A large percentage of the production includes boards built offshore and distributed by North American vendors. According to IPC, which takes the poll, 30% of the shipments reported were produced offshore, down three points from February.

The domestic book-to-bill ratio dropped 0.03 points to 1.05, remaining above 1.0 for the fourth month in a row. The ratio is based on data collected by IPC from rigid and flex producers and is calculated by dividing three months worth of orders by sales. A ratio over 1.0 is considered an indicator of rising demand.

The ratio for rigid PCBs was flat at 1.04, while that of flexible circuits dropped 0.16 points to 1.07.

Rigid board shipments, estimated by IPC to make up 75% of all domestic PCBs, were down 9% in March vs. a year ago. Bookings were down 2.7% for the month. Flex sales grew 21.3%, but bookings fell 35.9%. Value-added services made up 55% of the shipment value of flex circuits.

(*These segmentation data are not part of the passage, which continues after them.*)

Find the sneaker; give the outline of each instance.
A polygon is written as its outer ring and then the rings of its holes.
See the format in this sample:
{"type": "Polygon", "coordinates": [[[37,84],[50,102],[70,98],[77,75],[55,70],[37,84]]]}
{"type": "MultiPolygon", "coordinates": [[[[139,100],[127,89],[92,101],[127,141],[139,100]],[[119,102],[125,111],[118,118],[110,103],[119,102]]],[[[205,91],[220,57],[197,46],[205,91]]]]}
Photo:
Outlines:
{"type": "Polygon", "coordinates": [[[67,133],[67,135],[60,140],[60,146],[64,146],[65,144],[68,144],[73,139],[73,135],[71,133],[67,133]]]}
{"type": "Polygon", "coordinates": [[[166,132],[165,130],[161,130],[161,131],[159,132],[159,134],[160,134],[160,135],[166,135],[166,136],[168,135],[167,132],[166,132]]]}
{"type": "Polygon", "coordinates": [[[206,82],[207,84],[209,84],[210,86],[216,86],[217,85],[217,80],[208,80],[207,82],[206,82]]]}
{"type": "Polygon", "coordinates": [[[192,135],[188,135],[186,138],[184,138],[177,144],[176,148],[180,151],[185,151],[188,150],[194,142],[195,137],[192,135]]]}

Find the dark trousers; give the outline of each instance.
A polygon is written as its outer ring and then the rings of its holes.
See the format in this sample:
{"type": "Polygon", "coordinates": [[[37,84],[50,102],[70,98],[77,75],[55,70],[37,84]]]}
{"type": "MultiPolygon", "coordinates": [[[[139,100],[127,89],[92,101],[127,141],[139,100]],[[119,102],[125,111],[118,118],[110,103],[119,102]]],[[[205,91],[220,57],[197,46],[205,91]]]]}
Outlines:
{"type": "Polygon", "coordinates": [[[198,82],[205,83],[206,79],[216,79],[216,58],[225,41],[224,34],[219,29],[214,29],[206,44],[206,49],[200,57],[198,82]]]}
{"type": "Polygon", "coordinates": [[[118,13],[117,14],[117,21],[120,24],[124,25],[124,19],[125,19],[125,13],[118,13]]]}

Year-to-date flex bookings are down 2.3% and shipments are up 29.5%. Rigid shipments are down 4.6% and bookings are off 4.8%. Shipments of all boards are up just 1% and bookings are down 4.3%.

Sequentially, combined shipments were up 7.1% over February, while bookings were up 8.3%. Rigid shipments were up 8.7% and bookings climbed 11.1% sequentially. Flex shipments were up 0.6% and bookings were down 4.8% against revised February numbers.

Seventy percent of PCB shipments reported were domestically produced. Domestic production accounted for 75% of rigid PCB and 47% of flexible circuit shipments in March, IPC said.

In a statement, IPC cautioned that month-to-month comparisons should be made with caution as they may reflect cyclical effects.